Codebase list fasta3 / fresh-snapshots/upstream psisearch2
fresh-snapshots/upstream

Tree @fresh-snapshots/upstream (Download .tar.gz)

## PSISEARCH2 - iterative PSSM-based similarity searching using PSIBLAST or SSEARCH36

#### September, 2016

`psisearch2_msa.pl` and `psisearch2_msa.py` (both scripts have
identical arguments and functionality) perform iterative searches
using PsiBLAST or ssearch36, but with additional options that
dramatically improve search selectivity.  In tests with challenging
queries, `psisearch2_msa.pl/py` searches often reduce the number of
false-positives more than ten fold, and sometimes 100-fold or more.

For a simple test of `psisearch2,` try (from the `psisearch2/` directory):

```
  ./psisearch2_msa.pl --query ../seq/mgstm1.aa --db ../seq/prot_test.lseg
```

This command should produce the output:
```
#./psisearch2_msa.pl --query ../seq/mgstm1.aa --db ../seq/prot_test.lseg
./psisearch2_msa.pl ssearch ../seq/mgstm1.aa ../seq/prot_test.lseg converged (2 iterations)
```
as well as four files:
```
mgstm1.aa.it1
mgstm1.aa.it1.bnd_out
mgstm1.aa.it2
mgstm1.aa.it2.bnd_out
```

Real iterative searches must be run against comprehensive sequence
databases, like SwissProt, RefSeq proteins, or Uniprot, e.g.:

```
   ./psisearch2_msa.pl --query ../seq/mgstm1.aa --db /slib2/swissprot.lseg
```

## More selective searches

By default, `psisearch2_msa.pl` simple runs a search program
(`ssearch36` by default, use `--pgm psisblast` to run `psiblast`),
scans the output to produce a multiple sequence alignment, which is
then used to build a `PSSM` for the next iteration.  Running
`psisearch2_msa.pl` for five iterations should produce results very
similar to running `psiblast` for five iterations.

`psisearch2_msa.pl` can perform much more selective searches using the
`--query_seed` option, which is equivalent to the `--int_seed=query`
and `--end_seed=query` options.  The `--query_seed` option causes the
`m89_btop_msa2.pl` program to insert query residues into the gapped
positions of subject sequences in the sequence library used to produce
the `PSSM`.  This `PSSM` is slightly less sensitive than the normal
model, but it is much less likely to produce alignment-overextension,
so it is much less likely for alignments to extend into neighboring,
non-homologous regions and contaminate the `PSSM` model.

In addition to `--query_seed`, two other options: `--align`, and
`--domain` can also be used to reduce alignment overextension.
`--align` causes `psisearch2_msa.pl` to include only portion of a
subject sequence that aligned the first time it shares significant
similarity to the query PSSM; additional residues from the sequence
that are aligned in later iterations are not included. This option can
be used with both `--pgm ssearch` and `--pgm psiblast`.

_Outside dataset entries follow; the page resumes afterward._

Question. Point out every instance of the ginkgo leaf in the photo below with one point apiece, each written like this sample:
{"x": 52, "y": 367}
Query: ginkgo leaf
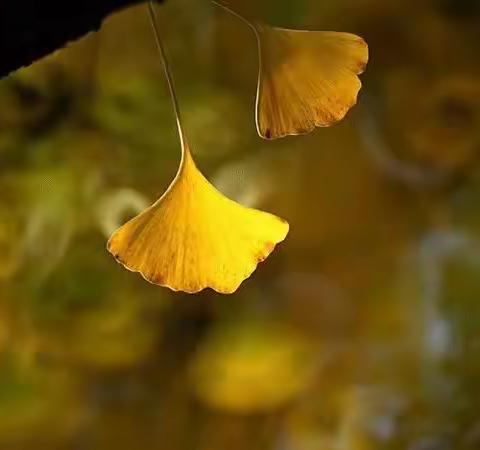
{"x": 307, "y": 79}
{"x": 193, "y": 237}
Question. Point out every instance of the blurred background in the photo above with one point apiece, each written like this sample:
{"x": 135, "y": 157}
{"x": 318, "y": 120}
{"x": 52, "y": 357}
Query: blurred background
{"x": 360, "y": 332}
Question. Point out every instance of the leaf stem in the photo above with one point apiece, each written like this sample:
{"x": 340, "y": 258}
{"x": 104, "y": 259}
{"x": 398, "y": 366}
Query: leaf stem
{"x": 168, "y": 74}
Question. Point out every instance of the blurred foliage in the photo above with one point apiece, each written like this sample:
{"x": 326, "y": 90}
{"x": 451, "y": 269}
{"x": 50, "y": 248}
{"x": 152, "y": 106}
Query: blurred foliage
{"x": 361, "y": 332}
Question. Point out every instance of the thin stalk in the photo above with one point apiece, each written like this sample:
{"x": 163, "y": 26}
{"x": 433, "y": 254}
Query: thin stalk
{"x": 168, "y": 74}
{"x": 237, "y": 15}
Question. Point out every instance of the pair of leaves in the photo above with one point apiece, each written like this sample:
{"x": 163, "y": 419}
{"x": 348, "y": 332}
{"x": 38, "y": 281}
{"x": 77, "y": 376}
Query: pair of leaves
{"x": 193, "y": 237}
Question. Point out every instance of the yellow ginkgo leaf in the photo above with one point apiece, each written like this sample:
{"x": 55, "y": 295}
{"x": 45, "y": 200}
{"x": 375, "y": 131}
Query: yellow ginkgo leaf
{"x": 193, "y": 237}
{"x": 307, "y": 79}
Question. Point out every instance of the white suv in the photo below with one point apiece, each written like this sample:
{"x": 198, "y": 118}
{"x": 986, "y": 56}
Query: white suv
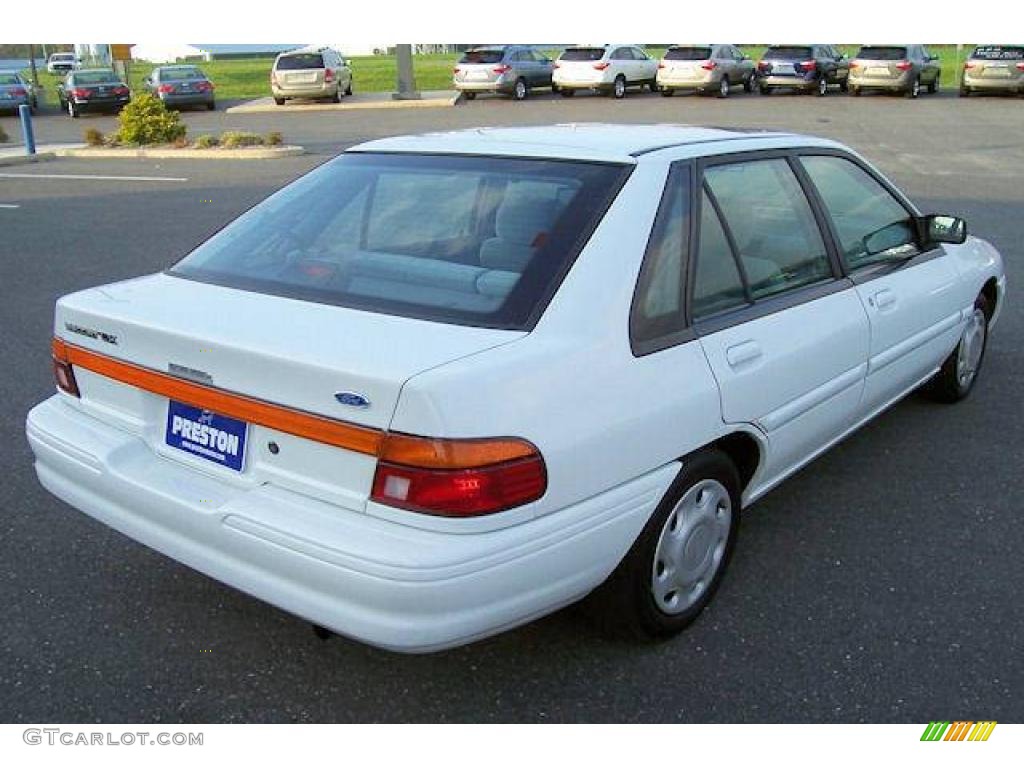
{"x": 457, "y": 381}
{"x": 610, "y": 69}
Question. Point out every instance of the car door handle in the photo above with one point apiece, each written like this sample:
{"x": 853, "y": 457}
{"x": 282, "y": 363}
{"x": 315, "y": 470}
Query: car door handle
{"x": 740, "y": 354}
{"x": 882, "y": 299}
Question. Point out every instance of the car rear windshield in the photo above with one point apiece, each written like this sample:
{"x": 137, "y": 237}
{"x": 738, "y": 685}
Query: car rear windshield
{"x": 687, "y": 54}
{"x": 477, "y": 241}
{"x": 883, "y": 53}
{"x": 180, "y": 73}
{"x": 999, "y": 52}
{"x": 482, "y": 56}
{"x": 93, "y": 78}
{"x": 301, "y": 61}
{"x": 788, "y": 52}
{"x": 582, "y": 54}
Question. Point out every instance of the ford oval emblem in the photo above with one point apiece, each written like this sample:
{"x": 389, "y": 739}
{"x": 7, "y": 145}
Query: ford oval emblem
{"x": 352, "y": 399}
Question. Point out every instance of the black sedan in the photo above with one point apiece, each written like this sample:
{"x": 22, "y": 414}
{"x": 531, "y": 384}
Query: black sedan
{"x": 181, "y": 85}
{"x": 92, "y": 90}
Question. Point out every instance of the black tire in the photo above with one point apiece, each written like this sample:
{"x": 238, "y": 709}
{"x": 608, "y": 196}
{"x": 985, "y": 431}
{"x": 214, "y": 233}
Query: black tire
{"x": 626, "y": 602}
{"x": 951, "y": 384}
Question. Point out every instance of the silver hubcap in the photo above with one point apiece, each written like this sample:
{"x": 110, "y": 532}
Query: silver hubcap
{"x": 691, "y": 546}
{"x": 971, "y": 346}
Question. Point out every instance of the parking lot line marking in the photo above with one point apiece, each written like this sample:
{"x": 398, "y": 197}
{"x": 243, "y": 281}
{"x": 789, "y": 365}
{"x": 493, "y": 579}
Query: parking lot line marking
{"x": 89, "y": 177}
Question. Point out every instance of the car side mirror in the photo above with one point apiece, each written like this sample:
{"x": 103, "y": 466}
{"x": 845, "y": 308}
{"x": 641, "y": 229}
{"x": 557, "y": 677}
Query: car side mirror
{"x": 940, "y": 228}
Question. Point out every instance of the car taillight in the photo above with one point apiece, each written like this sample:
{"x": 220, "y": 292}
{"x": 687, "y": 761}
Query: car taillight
{"x": 458, "y": 477}
{"x": 64, "y": 375}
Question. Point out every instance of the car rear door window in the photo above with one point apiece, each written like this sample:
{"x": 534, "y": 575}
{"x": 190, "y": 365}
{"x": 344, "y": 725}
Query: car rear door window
{"x": 871, "y": 225}
{"x": 777, "y": 240}
{"x": 657, "y": 305}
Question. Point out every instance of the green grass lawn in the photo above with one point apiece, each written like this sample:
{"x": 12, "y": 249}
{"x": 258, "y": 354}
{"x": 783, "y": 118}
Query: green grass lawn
{"x": 250, "y": 78}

The `--domain` option uses a more sophisticated strategy for including
additional residues in a PSSM.  They are included only if the
similarity score across the domain has a probability less than 0.001
(q-value 30). This option is only available for `--pgm ssearch`, and
requires that a second option, `--annot_db`, be specified.  Typically
`--annot_db=pfam`.

## Customizing psisearch2

`psisearch2_msa.pl` is a script that uses other programs for
similarity searching and constructing the PSSM (and for annotating
domains in alignments if the `--domain` option is used).  The location
of these programs is defined in the `psisearch2_msa.pl` and
`psisearch2_msa.py` scripts using the `$pgm_bin` and `$pgm_data`
variable (perl, `pgm_bin` and `pgm_data` for python).  You will
probably need to modify those variables for your installation.  In
particular, the NCBI `datatool` program is required for producing the
asn binary files required by `ssearch36`.

## `psisearch2_msa.pl/py` output

In this current version, the `psisearch2_msa.pl` and
`psisearch2_msa.py` programs *ONLY* produce tab-delimited BTOP output.
The programs do not produce the traditional `psiblast` alignment,
which includes a list of hits with E()-values, and a set of
alignments.  More alignment output flexibility will be available soon.